Source: Journal of Jewish Education, Volume 78, Issue 3, pages 182-226
Jonathan Woocher offers an extended meditation on the need for a new paradigm for Jewish education to meet the individual and communal needs of the Jewish people in the 21st century. An impressive panel of respondents from the Jewish educational world will offer their reactions and analyses of Woocher's piece in the next issue of JJE.
From the JJE Editor's Note:
"Although it is easy to assume that the core of Jewish education rests on a canonical list of texts, ideas, and traditions that connects each new generation with its predecessors, Woocher reminds us that Jewish education also needs to be contextualized and adapted to the specific characteristics of a particular generation or era. As we have come to understand more about the dramatic changes in the nature of Jewish identity and belonging that have already begun to emerge in the 21st century, it is natural that Jewish education will need to adapt to this new and changing environment. Jewish education in the United States came of age in the 20th century as the American Jewish community dealt with the transitions from an immigrant generation and the tensions their children and grandchildren felt between the traditional Jewish identities of those immigrants and their new American ones. They confronted the need for “inculcating a strong dual identity of Jewishness and Americanness” and “ensuring Jewish cultural survival.”

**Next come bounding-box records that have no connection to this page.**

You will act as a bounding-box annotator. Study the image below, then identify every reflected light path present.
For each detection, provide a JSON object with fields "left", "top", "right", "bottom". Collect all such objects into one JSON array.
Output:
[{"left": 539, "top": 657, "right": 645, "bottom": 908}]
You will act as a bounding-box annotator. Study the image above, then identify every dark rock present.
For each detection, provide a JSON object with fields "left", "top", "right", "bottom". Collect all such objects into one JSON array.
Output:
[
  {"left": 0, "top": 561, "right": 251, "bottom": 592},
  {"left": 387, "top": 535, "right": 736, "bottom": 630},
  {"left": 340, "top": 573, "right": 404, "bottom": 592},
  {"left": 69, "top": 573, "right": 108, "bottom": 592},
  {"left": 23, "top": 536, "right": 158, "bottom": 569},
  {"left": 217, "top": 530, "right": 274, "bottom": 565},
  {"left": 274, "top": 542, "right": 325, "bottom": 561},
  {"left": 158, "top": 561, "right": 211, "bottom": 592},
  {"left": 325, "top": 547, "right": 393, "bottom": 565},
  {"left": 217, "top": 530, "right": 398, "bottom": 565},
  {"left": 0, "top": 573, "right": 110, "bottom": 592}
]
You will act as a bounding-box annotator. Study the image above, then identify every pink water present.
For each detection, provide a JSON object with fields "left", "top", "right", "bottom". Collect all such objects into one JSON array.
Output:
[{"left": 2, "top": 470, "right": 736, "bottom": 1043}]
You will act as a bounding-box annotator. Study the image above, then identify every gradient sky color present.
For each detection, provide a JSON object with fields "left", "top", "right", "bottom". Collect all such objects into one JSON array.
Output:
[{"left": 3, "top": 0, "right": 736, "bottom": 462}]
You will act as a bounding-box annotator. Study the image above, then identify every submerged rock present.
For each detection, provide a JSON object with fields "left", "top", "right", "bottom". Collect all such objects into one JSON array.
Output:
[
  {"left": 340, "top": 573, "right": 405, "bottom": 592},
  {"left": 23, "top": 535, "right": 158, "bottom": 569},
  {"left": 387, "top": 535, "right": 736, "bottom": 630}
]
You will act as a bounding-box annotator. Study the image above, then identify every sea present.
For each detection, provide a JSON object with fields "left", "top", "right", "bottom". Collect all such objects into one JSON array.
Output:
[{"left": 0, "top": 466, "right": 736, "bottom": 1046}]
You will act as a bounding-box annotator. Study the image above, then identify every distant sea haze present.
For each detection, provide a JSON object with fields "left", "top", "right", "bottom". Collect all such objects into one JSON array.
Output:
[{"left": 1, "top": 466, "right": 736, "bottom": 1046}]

Woocher's piece will open an important conversation about the need for a new paradigm for Jewish education that reflects the important changes in American Jewry in the last generation. As a result of intermarriage, adoptions, and other factors, American Jews are more diverse than ever before. In addition, American Jews have shared in the recent trends of American culture as a whole, which have been marked by a more individualistic approach to religion that reflects personal values and a sense of authenticity, as well as a gradual disengagement from traditional institutions and authorities. Jewishness now competes and combines with a variety of other aspects of identity. Changing attitudes toward Israel and its symbolic importance in Jewish life have problematized Jewish education on Israel. Woocher argues that for Jewish education to have any hope of remaining relevant, inspiring, and compelling, it must deal with these factors and engage with the emergent values and aspirations of a dramatically different American Jewish community than the one it confronted a century or even half-century ago.
Woocher describes the characteristics of a new paradigm for Jewish education that will need to be more learner-focused, in which students collaborate in shaping their own education and act as partners in the co-production of making Jewish meaning in particular and human meaning in general. Such a model of Jewish education will be more holistic and integrated into everyday life, not simply concerned with mastery of texts and observance of rituals and holidays. Jewish education in the new century will also need to revise and reinvent methods of educational delivery that engage with new developments in general education and information technology. Innovative uses of information networking and open sourcing (e.g., Wikipedia) will need to play a greater role. All this and more is great food for thought, and the conversation on it will continue with responses in our next issue."